A Biopsychosocial Approach to Improving Multidimensional Frailty Status in Community-Dwelling Older Adults

    Project: Research project

    Project Details


    Frailty is a prevalent clinical syndrome that is of growing concern with ageing populations worldwide. Frail individuals have an increased risk of unfavourable outcomes, including falls, disability, hospitalisation, and death. Recently, the conceptualisation of frailty has evolved from a simple concept to a complex, multidimensional biopsychosocial construct involving the physical, psychological, cognitive, and social domains. As frailty is dynamic and transitional, early interventions are worthwhile. However, clinical research into frailty has been hindered by a lack of consensus over its domains and a limited understanding of how its domains interact. It is crucial to define frailty as a multidimensional construct to reflect the negative physiological effects of medical, psychological, and social factors. However, recent studies of frailty have neither emphasised the interactions between different domains nor devised effective multidimensional interventions.

    The biopsychosocial approach to medicine emphasises the importance of understanding the complete contexts of human health and illness, and considers biological, psychological, and social factors and their interplay when comprehending health, illness, and healthcare provision (Engel, 1977). As the applications of this biopsychosocial model to frailty interventions remain limited, intervention studies encompassing all biopsychosocial domains are needed. The proposed study will take the novel approach of treating frailty as a multidimensional biopsychosocial syndrome and using the integrated biopsychosocial framework to address the interrelated physical, psychological, and social domains together.

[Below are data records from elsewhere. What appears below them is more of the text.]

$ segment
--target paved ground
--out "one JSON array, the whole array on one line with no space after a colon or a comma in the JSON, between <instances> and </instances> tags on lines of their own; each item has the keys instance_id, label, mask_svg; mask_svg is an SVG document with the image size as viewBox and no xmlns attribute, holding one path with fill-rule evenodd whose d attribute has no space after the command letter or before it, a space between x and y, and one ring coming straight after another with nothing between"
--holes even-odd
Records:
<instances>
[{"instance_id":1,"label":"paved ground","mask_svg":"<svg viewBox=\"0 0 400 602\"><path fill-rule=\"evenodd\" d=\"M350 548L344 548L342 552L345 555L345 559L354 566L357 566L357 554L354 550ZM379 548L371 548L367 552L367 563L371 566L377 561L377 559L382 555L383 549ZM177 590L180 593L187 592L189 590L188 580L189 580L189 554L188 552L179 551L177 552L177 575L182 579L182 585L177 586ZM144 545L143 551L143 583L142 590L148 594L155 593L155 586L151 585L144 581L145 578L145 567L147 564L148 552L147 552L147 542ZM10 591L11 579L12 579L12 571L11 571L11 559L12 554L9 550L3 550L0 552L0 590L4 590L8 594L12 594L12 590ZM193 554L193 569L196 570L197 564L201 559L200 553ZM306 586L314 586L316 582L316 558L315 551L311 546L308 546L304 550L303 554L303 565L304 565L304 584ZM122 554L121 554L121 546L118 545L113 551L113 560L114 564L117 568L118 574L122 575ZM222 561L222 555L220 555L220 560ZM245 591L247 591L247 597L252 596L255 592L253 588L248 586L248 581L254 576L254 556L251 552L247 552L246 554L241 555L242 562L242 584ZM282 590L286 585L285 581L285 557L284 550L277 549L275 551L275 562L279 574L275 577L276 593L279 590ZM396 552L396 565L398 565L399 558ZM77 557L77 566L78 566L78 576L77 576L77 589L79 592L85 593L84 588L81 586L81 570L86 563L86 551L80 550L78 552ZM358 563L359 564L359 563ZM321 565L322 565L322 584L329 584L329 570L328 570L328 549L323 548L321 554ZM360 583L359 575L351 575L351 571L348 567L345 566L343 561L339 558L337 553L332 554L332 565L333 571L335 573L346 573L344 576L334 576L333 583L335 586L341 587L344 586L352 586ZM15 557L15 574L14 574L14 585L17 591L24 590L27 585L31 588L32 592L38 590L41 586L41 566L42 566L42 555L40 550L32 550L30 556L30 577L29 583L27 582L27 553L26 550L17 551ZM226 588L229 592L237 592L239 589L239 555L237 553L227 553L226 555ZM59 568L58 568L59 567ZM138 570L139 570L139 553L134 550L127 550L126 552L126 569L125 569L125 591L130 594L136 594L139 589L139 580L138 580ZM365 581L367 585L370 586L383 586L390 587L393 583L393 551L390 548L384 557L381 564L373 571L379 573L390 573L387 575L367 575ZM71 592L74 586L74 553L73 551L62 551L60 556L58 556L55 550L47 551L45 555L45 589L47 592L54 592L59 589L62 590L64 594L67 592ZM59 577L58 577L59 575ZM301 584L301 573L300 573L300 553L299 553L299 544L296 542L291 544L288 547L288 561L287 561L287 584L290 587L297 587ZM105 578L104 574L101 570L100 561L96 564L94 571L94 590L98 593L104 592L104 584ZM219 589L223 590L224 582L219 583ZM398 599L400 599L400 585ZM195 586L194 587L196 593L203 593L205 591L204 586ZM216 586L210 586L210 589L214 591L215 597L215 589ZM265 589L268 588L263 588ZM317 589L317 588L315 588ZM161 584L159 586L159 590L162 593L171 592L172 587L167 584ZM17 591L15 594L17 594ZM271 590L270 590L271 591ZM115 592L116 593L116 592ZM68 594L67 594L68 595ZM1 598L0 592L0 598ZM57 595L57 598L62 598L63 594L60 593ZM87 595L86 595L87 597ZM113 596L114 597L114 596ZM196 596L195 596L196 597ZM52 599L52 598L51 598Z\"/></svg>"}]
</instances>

    The study will be designed as a four-arm, double-blinded, cluster-randomised controlled trial. A sample (N = 308) of prefrail older adults aged 60–80 years will be recruited from 32 randomly selected elderly community centres in Hong Kong and classified into four frailty deficit patterns (multi-frailty, physical-to-psycho/social, nonphysical-to-psycho/social, and a robust control). With the hypothesised biopsychosocial framework pinpointing the intertwined relationships of these three domains of frailty, we will propose four intervention strategies (biological/psychosocial/nutritional, biological/nutritional, psychosocial/nutritional, and an inactive control) to improve their overall frailty, regarding their physical, psychological, and social functioning, nutritional status, and lifestyle changes in a 9- month intervention and follow-up period. Our primary objective will be to assess the effectiveness of the intervention strategies for improving the frailty status of participants in each of the four frailty deficit pattern groups, and to determine the most effective intervention strategy.

    The novel multidimensional approach to frailty intervention will benefit participants’ frail status across bio-psycho-social domains. The findings will have practical implications for healthcare professionals, caregivers, and policymakers, leading to improved care and support for community-dwelling elder adults.